Dear Annie: I was hoping you could help me out with a family problem. I’m a woman in my early 20s who was adopted at age 5 by a gay couple (two men). One of them, “Eric,” is fairly kind and docile but is only comfortable with surfacelevel emotions and discussions. My other “dad,” “Tom,” is another matter entirely. He is aggressive, contemptuous and hostile. Whenever I have had life challenges, he blames me and screams and rants for hours until I’m a mess of tears and feel infinitely worse than I did to begin with.

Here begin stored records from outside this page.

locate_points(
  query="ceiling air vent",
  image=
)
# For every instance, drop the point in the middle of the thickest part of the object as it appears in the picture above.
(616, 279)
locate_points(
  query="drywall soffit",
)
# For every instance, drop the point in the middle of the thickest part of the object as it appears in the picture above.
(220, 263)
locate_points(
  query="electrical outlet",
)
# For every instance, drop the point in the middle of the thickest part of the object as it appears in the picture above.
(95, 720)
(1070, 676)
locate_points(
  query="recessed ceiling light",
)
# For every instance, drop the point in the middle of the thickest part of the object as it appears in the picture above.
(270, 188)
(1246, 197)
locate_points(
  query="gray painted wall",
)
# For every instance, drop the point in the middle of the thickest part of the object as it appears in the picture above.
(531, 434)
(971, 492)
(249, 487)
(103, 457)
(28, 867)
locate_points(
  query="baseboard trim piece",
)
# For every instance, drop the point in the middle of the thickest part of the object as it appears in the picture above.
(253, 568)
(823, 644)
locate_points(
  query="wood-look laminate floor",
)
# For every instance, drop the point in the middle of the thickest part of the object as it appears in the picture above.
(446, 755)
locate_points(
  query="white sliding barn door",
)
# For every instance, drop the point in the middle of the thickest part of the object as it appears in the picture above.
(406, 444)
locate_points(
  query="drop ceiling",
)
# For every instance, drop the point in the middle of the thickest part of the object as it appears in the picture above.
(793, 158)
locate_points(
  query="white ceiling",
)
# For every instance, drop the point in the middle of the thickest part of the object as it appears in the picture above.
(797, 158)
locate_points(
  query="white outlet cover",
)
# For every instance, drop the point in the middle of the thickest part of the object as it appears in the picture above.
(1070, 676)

This consistent treatment over time led me to have issues with substance abuse, which lets Tom have something to paint himself as a martyr about while berating me worse than ever under the guise of being “worried about me.”
I escaped from them at age 20, becoming homeless and then crawling my way out and into a better life situation with no help from them. You might ask, “Where was Eric when Tom was screaming abuse at you?” He would often stand there stone-faced, sometimes leave the room in discomfort, but always, always would defend Tom and insist that this is just his way of showing his love and worry for me. For a long time, I believed I was worthless -- otherwise, why would they have treated me this way? I finally have found a therapist who sees what I went through as traumatic, and it feels so validating. She recommends going completely “no contact” with my parents in order to heal. Annie, do you think there’s any hope for my relationship with my parents? I’m prepared to walk away but was wondering if you had ever encountered a similar situation and could possibly offer some advice. -- Parent Problems
Dear Parent Problems: First things first, I want to congratulate you on something that you gloss over in your letter. As you put it, you “crawled your way out and into a better life situation,” but such an occurrence is never an accident. The truth is you yourself a better life situation, from the ground up, against all odds. Don’t forget that.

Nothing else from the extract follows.